Systematic Review

The Global Incidence of Faecal Microbiota Transplantation-related Adverse Events From 2000 to 2020

Cicilia Marcella; Bota Cui; Colleen R. Kelly; Gianluca Ianiro; Giovanni Cammarota; Faming Zhang


Aliment Pharmacol Ther. 2020;53(1):33-42. 

In This Article

Abstract and Introduction


Background: Faecal microbiota transplantation (FMT) is an effective treatment in C. difficile infection (CDI) and is currently being investigated in other diseases. There is concern around the safety of FMT and that side effects or complications may be under-reported in the medical literature.

Aim: To evaluate the safety of FMT by summarising the overall reported Adverse Events (AEs) over a 20-year period

Methods: We searched EMBASE, MEDLINE, and Cochrane Library databases, and CNKI and Wanfang Data from January 2000 to April 2020. All original studies reporting FMT-related AEs were considered for inclusion. FMT-related AEs were further classified as delivery-related or microbiota-related.

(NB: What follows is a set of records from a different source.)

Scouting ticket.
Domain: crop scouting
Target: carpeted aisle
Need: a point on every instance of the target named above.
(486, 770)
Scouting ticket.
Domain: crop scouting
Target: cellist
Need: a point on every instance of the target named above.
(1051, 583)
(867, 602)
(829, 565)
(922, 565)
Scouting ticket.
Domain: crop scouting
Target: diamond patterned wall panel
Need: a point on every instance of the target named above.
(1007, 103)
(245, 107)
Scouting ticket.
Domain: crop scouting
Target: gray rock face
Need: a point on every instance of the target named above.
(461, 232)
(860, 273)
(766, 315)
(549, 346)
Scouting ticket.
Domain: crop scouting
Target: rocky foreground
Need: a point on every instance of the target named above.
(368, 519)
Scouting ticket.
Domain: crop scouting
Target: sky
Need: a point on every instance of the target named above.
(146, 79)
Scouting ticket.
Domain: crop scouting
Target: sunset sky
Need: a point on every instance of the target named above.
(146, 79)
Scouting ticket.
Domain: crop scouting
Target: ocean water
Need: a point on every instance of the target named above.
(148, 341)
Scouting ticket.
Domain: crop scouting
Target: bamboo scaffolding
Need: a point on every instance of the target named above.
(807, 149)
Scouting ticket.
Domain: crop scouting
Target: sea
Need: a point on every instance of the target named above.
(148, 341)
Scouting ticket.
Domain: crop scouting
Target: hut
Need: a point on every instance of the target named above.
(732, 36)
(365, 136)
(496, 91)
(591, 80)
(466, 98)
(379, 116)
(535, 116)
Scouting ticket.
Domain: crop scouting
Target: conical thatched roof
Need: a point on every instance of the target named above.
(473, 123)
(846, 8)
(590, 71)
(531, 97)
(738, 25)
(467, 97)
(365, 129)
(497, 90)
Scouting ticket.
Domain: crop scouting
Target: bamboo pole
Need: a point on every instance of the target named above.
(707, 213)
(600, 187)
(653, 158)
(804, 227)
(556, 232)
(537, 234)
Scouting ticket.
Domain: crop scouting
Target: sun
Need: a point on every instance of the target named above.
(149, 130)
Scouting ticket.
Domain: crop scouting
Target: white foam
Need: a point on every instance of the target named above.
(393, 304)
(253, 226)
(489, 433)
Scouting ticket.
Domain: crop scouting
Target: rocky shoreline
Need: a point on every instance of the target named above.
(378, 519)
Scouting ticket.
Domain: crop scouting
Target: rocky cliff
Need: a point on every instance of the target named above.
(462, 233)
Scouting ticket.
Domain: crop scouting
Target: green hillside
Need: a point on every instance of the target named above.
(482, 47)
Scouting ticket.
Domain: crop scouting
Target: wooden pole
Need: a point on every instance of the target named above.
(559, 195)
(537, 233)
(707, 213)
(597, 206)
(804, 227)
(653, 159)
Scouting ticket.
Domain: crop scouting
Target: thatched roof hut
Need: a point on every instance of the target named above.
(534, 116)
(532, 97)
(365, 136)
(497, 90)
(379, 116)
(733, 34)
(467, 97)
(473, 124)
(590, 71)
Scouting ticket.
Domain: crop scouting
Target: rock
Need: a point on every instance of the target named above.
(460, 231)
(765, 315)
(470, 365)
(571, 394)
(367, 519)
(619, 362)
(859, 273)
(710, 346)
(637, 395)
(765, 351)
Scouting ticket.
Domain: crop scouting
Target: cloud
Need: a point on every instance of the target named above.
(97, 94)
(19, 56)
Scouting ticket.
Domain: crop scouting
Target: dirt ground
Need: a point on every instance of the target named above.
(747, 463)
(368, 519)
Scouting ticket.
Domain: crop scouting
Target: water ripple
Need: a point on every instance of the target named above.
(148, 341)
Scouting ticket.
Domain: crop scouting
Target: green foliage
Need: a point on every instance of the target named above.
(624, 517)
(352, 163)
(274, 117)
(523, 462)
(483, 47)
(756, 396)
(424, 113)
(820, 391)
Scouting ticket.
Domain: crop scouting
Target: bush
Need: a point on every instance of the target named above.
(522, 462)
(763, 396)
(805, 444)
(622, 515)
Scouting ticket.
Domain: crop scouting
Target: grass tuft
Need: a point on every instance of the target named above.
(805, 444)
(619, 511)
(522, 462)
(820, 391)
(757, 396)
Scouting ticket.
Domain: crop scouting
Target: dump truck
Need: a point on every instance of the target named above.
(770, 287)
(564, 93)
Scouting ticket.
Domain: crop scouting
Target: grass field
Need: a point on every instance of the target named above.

Results: Based on the inclusion criteria, 129 studies, which included 4241 patients (5688 FMT courses), were finally eligible. The most common indication for FMT was CDI. Overall, FMT-related AEs were observed in 19% of FMT procedures. The most frequently reported FMT-related AEs were diarrhoea (10%) and abdominal discomfort/pain/cramping (7%). FMT-related serious adverse events (SAEs), including infections and deaths, have been reported in 1.4% of patients who underwent FMT (0.99% microbiota-related SAEs). Four of five FMT-related deaths were reported in patients receiving FMT via the upper gastrointestinal route. Importantly, all reported FMT-related SAEs were in patients with mucosal barrier injury.

Conclusion: Most FMT-related AEs were mild or moderate and self-limiting. Although FMT appears to be highly safe, its methodology should be improved to reduce both delivery-related AEs and, microbiota-related AEs.


The history of faecal microbiota transplantation (FMT) dates back to 300 AD in China, when severe diarrhoea, food poisoning and fever were treated by drinking fresh or fermented faecal water.[1,2] FMT is recommended in several international guidelines as an effective treatment option for recurrent CDI.[3–8] Moreover, increasing evidence supports the use of FMT in conditions beyond CDI, including inflammatory bowel disease (IBD),[9,10] chronic radiation enteritis,[11] liver disease,[12–18] antibiotic-associated diarrhoea in the critical patient,[19] multidrug-resistant bacteria colonisation[20,21] and immune checkpoint inhibitor-associated colitis.[22] It is being investigated in other conditions associated with alterations in gut microbiota such as irritable bowel syndrome (IBS),[23–25] constipation,[26] metabolic syndrome,[27] obesity,[28] autism,[29,30] epilepsy[31] and acute graft-versus-host disease.[32] Currently, there are about 400 registered trials of FMT around the world. Despite the benefits of FMT, core concerns remain around long-term outcomes and the potential for adverse events (AEs) related to FMT. It is important to understand the risks of FMT so that patients may be counselled appropriately before undergoing the procedure and so that post-FMT complications can be recognised and managed in a timely manner. Furthermore, awareness of potential FMT-related complications may drive development of improved treatment protocols. In the present study, we aimed to quantify and summarise the reported FMT-related AEs from the global English language medical literature and Chinese publications from 2000 to 2020.